If you want to see why gun rights supporters are worried that their rights are under siege — even by laws that don’t actually prohibit the possession of guns for armed self-defense — see San Francisco Police Code § 613.10:
In addition to all other requirements and conditions stated in this Article, each license [to sell firearms or ammunition] shall be subject to all of the following conditions, the breach of any of which shall be sufficient cause for revocation of the license by the Chief of Police: …
(g) The licensee shall not sell, lease or otherwise transfer to any person any ammunition that:
(1) Serves no sporting purpose;
(2) Is designed to expand upon impact and utilize the jacket, shot or materials embedded within the jacket or shot to project or disperse barbs or other objects that are intended to increase the damage to a human body or other target (including, but not limited to, Winchester Black Talon, Speer Gold Dot, Federal Hydra-Shok, Hornady XTP, Eldorado Starfire, Hollow Point Ammunition and Remington Golden Sabre ammunition; or
(3) Is designed to fragment upon impact (including, but not limited to, Black Rhino bullets and Glaser Safety Slugs).
Many people don’t want guns for “sporting” purposes. They want them to defend their and their family’s lives. Why should the usability of ammunition for “sport[]” — which presumably means hunting and perhaps competitive target-shooting (I don’t include noncompetitive target-shooting, since all ammunition would serve that purpose) — be relevant here?
Now I should acknowledge that the ordinance would still let people possess a good deal of defensive ammunition, since much of the ammunition that’s used for hunting and competitive target-shooting is also useful for self-defense. A lawsuit challenging the ordinance — brought by noted California gun lawyer Chuck Michel and by Don Kates, a lawyer who has also written many important articles on the Second Amendment — argues (pp. 12-13) that the some of the specifically banned ammunition actually is especially useful for self-defense; but that’s not my main point here.
Rather, my point is how the ordinance seems to deliberately marginalize defensive purposes for gun ownership. Sporting purposes are labeled legitimate, and other purposes, including defensive ones, are labeled illegitimate.
And of course if that is broadly done and broadly accepted — once people buy into the notion that the legitimacy of gun use rests on its “sporting” applications — further steps towards broader gun and ammunition bans become much easier. After all, the only thing that would be at stake in such bans would be “sport”; how can that measure up against the supposed crime-fighting (or even accident-fighting) benefits of gun control? Why not require that all guns and ammunition be stored at the range or at the hunting lodge, and never at home?

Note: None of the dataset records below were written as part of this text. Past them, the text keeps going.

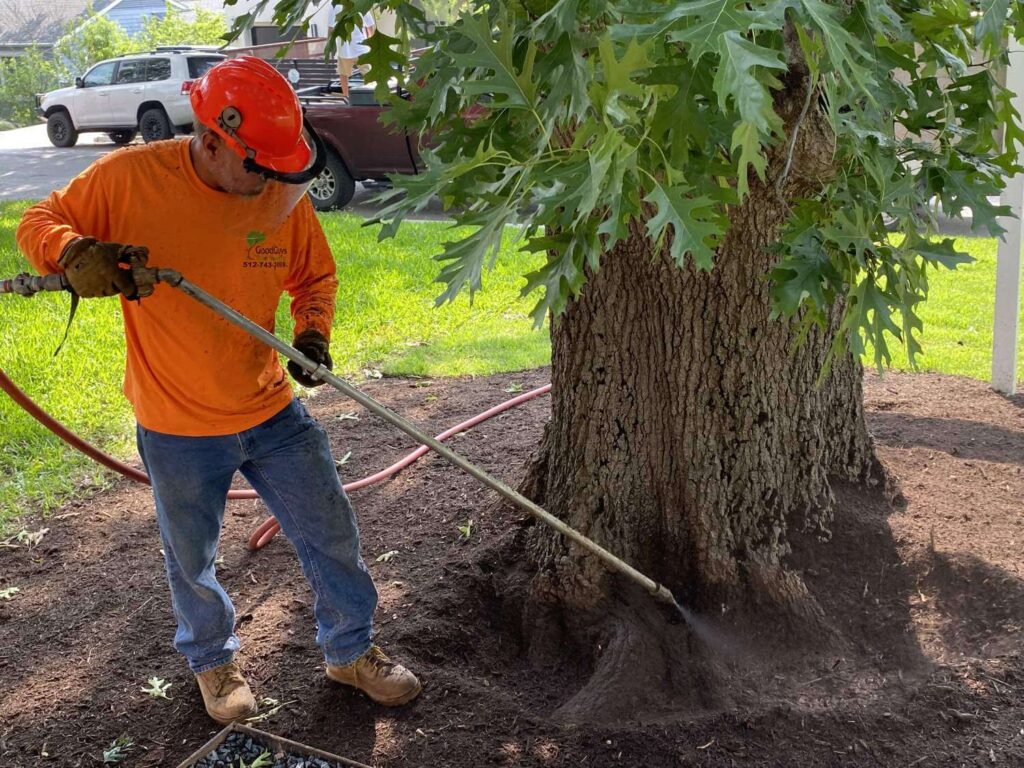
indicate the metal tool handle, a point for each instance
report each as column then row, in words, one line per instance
column 29, row 285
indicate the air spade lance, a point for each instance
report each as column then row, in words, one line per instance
column 26, row 285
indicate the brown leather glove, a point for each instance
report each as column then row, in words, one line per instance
column 315, row 346
column 94, row 269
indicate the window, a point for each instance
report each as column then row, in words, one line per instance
column 199, row 66
column 265, row 34
column 131, row 71
column 99, row 75
column 159, row 69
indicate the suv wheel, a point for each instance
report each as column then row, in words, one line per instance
column 60, row 130
column 122, row 137
column 334, row 187
column 155, row 126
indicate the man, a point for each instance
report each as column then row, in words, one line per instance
column 227, row 209
column 350, row 50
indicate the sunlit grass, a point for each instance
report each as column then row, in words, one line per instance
column 385, row 321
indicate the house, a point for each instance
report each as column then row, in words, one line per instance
column 30, row 23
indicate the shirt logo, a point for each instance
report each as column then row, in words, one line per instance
column 258, row 255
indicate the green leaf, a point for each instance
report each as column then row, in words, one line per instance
column 157, row 687
column 845, row 52
column 747, row 139
column 509, row 86
column 561, row 276
column 806, row 273
column 942, row 253
column 989, row 30
column 464, row 259
column 743, row 78
column 254, row 238
column 616, row 81
column 385, row 62
column 695, row 226
column 708, row 22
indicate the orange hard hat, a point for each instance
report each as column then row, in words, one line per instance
column 253, row 109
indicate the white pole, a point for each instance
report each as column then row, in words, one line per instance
column 1008, row 268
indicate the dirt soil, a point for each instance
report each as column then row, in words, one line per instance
column 925, row 597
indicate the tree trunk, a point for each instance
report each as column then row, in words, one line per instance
column 687, row 432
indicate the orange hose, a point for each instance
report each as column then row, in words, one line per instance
column 269, row 527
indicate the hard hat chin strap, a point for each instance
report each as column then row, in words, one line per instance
column 229, row 121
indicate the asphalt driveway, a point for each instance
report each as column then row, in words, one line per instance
column 31, row 168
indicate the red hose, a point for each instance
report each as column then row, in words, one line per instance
column 77, row 442
column 269, row 527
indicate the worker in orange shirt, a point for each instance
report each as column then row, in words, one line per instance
column 226, row 208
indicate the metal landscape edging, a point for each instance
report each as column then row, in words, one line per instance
column 275, row 743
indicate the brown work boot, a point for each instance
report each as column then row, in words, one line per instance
column 380, row 678
column 226, row 693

Why not even ban the sport altogether, in the interests of saving lives?
So long as gun control proponents talk solely about “sporting purposes,” and don’t even acknowledge the legitimacy of defensive purposes, it’s hard to take seriously the claims that law abiding citizens’ rights to own guns in self-defense are safe, and that the only goal is supposedly “reasonable gun control” rather than broad gun bans.
By the way, such sporting purposes talk has been common among many supporters of restrictions on guns (e.g., Sarah Brady), and such provisions are present in various other statutes as well; I highlight the San Francisco ordinance since it categorically applies to all ammunition — including that used for ordinary self-defense purposes — and not just to specific subcategories of weapons or reecipients (see, e.g., 18 U.S.C. § 921(a)(4)(B)).